An international proponent of the world renewable energy industry says that Australia has vast opportunities for growth in the renewable sector, despite spending cuts to climate initiatives in the Federal Budget.

Hans-Josef Fell said it was vital that governments put in place laws providing a positive framework for growth in renewable technologies, such as solar, wind and ocean current hydropower. This would become increasingly important as the price of fossil fuel skyrockets in the next decade.

Mr Fell is the politician who oversaw Germany’s introduction of renewable power sources laws in 2000, which were aimed at increasing the uptake of renewable energy in that country, in particular solar energy, by 2010. The result has been very good for Germany’s renewable companies.

“In 2000 in Germany, we set a target to double the share of renewable energy by 2010 – from six to 12 per cent,” he told a Perth meeting organised by the WA Sustainable Energy Association.

“Nearly no one believed that this was achievable.
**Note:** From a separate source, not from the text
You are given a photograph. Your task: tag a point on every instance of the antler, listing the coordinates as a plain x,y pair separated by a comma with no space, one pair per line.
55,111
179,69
But at the end of 2007, we reached 14 per cent, a much higher figure in a much shorter time.”

Mr Fell said the next ten years would be absolutely vital for Australia’s renewable energy sector, and that measures like gross feed-in tariffs – which pay homes installed with solar and wind power a premium for the energy they produce – were essential to stimulate the market.

“We need for some technologies – especially PV, solar thermal power stations or ocean energy – a good political framework to help them to reduce the cost for technology to come into mass production,” he said.

“The best framework is a feed-in tariff. A feed-in tariff gives the private capital the secure (framework) for profitable investment.”

Mr Fell’s call comes at a time when Australia’s solar panel industry is suffering under changes to the national solar rebate scheme. Households earning above $100,000 per annum have been excluded from receiving the solar rebate, drastically cutting the number of solar energy systems in Australian homes.